The pressure started with a small demonstration on April 22 to welcome the delegation after it passed through the Erez-Beit Hanoun crossing. The demonstrators chanted, “The people want the division to end.” Al-Monitor spoke with Rashad Abu Mudallala, one of those who called for demonstrations via Facebook. “We decided to demonstrate in the street until the two delegations produce a reconciliation. The situation in Gaza and the West Bank has become intolerable, with freedom violations, arrests and economic decline,” he said

Next to him stood activist Nawal Zaqqout carrying a banner reading “We want freedom … we want a homeland … we want political partnership.”

The crowd demonstrated in front of Haniyeh’s home until the delegation returned to its residence in the Movenpick Hotel, where they started an open-ended sit-in. But at 1 a.m. April 24, security men from Gaza’s government asked the crowd to leave to preserve the security of the delegations, activist Fadi al-Sheikh Yussuf told Al-Monitor.
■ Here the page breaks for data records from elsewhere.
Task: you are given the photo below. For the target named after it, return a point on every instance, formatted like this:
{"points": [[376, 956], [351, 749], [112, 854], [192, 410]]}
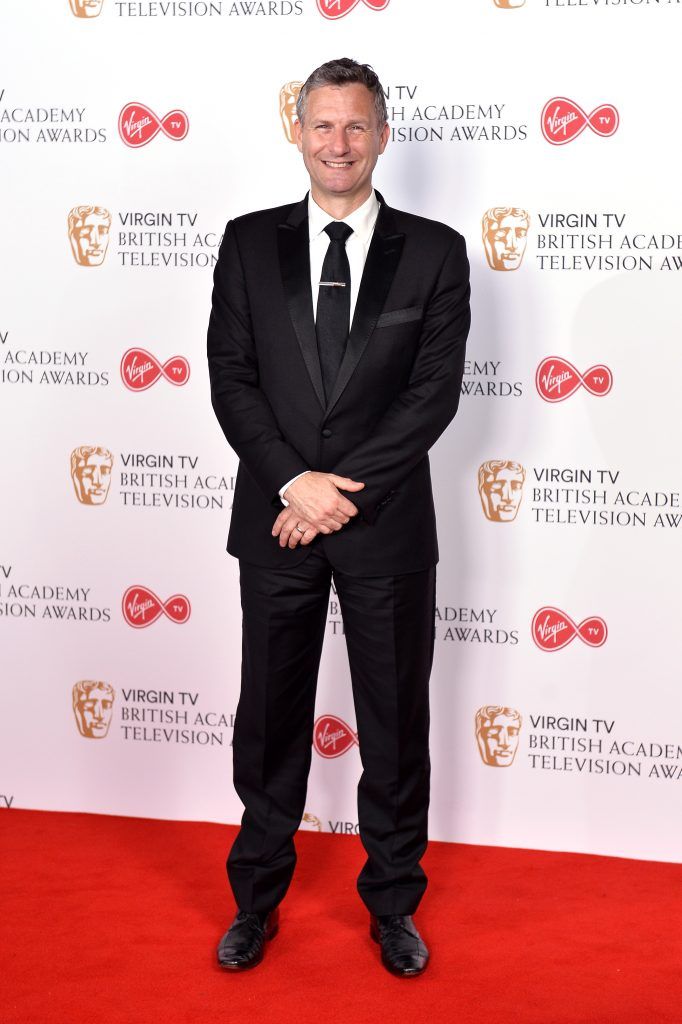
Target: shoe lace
{"points": [[252, 920]]}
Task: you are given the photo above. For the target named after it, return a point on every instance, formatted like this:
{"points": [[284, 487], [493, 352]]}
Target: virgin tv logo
{"points": [[333, 9], [553, 629], [562, 120], [138, 125], [141, 607], [139, 370], [332, 736], [556, 379]]}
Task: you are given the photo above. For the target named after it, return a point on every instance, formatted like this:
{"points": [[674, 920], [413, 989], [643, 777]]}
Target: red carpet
{"points": [[112, 920]]}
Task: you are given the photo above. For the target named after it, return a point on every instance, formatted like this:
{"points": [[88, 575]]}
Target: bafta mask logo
{"points": [[497, 734], [93, 707], [91, 473], [88, 233], [334, 9], [310, 823], [86, 8], [505, 236], [501, 488], [288, 96]]}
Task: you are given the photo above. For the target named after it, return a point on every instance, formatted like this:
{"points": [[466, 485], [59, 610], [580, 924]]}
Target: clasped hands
{"points": [[315, 506]]}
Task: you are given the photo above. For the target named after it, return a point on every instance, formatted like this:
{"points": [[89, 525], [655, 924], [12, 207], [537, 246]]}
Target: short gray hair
{"points": [[344, 72]]}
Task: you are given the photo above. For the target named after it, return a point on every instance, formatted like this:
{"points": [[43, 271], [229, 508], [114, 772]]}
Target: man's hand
{"points": [[292, 529], [315, 503]]}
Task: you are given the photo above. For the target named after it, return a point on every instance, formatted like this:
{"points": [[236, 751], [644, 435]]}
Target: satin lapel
{"points": [[294, 247], [380, 267]]}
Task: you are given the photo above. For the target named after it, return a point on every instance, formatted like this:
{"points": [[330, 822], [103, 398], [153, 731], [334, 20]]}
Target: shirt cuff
{"points": [[288, 484]]}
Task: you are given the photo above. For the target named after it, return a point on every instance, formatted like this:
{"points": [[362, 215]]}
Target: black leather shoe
{"points": [[402, 949], [243, 944]]}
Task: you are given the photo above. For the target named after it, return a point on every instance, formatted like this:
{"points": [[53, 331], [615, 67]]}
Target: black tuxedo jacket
{"points": [[397, 388]]}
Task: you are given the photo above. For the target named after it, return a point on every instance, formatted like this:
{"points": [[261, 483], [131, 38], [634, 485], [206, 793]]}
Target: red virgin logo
{"points": [[141, 607], [553, 629], [139, 370], [556, 379], [334, 9], [562, 120], [138, 125], [332, 736]]}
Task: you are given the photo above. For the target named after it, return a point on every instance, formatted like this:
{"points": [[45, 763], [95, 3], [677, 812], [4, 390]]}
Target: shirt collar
{"points": [[361, 220]]}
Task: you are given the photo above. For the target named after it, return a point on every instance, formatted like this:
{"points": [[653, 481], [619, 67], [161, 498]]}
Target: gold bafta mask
{"points": [[86, 8], [497, 734], [505, 236], [88, 233], [501, 488], [93, 707], [310, 823], [91, 473], [288, 96]]}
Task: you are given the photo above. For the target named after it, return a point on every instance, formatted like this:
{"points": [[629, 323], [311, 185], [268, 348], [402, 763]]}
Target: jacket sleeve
{"points": [[417, 417], [243, 411]]}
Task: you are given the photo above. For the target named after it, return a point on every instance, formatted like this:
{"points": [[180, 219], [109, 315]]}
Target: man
{"points": [[336, 351]]}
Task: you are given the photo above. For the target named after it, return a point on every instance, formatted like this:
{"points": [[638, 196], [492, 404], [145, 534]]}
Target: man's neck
{"points": [[340, 207]]}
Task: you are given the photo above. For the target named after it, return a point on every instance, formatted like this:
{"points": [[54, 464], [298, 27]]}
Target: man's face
{"points": [[498, 740], [340, 141], [86, 8], [89, 240], [505, 243], [501, 495], [92, 476], [93, 712]]}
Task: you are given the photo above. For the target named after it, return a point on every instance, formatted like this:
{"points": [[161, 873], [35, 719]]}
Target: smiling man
{"points": [[336, 349]]}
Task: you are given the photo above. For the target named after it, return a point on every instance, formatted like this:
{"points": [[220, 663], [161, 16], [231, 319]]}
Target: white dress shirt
{"points": [[363, 221]]}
On the afternoon of April 24, the number of demonstrators in front of Haniyeh’s house turned into hundreds after the martyrs’ families, those who have not received their salaries and the unemployed joined.

Fathi al-Najjar, a participant in the rally, told Al-Monitor, “For seven years, my salary has stopped coming from the government in Ramallah because of malicious reports. I have three girls with disabilities who need special attention. I hope that the reconciliation succeeds so that I can get my salary back and security prevails. In seven years, I have turned from a resister to a beggar.”

On the implementation of the agreement, Ramallah government spokesman Ihab Bseiso told Al-Monitor, “The next government will have a specific task: arrange for the elections,” explaining that the five-week deadline to form a government has been set by Palestinian law, and that the countdown started as soon as the agreement was signed.

Bseiso said it is likely “the government will not be political, but technocratic,” explaining that the resignation of both governments will be announced at the end of the consultation on a consensus government, and not before, so that there will not be a political and administrative vacuum.

“It is likely to be a government of technocrats so its credibility isn't challenged when the elections come,” he added, stressing that this government must be presented to the Palestinian Legislative Council as soon as it is formed. He pointed out the importance that the Legislative Council start convening in the context of promoting the reconciliation.

Atallah said what is important is that the agreement gets implemented. He said that some “landmines” have not been defused and that other issues — such as the security file, which was not discussed in detail — have not been settled. He also said there is the issue of the Qassam Brigades, Hamas’ military wing in the Gaza Strip. He added, “The agreement avoided raising these sensitive issues. They agreed on what was already agreed upon, and they didn’t discuss what they couldn’t agree on. It was a minimal agreement.”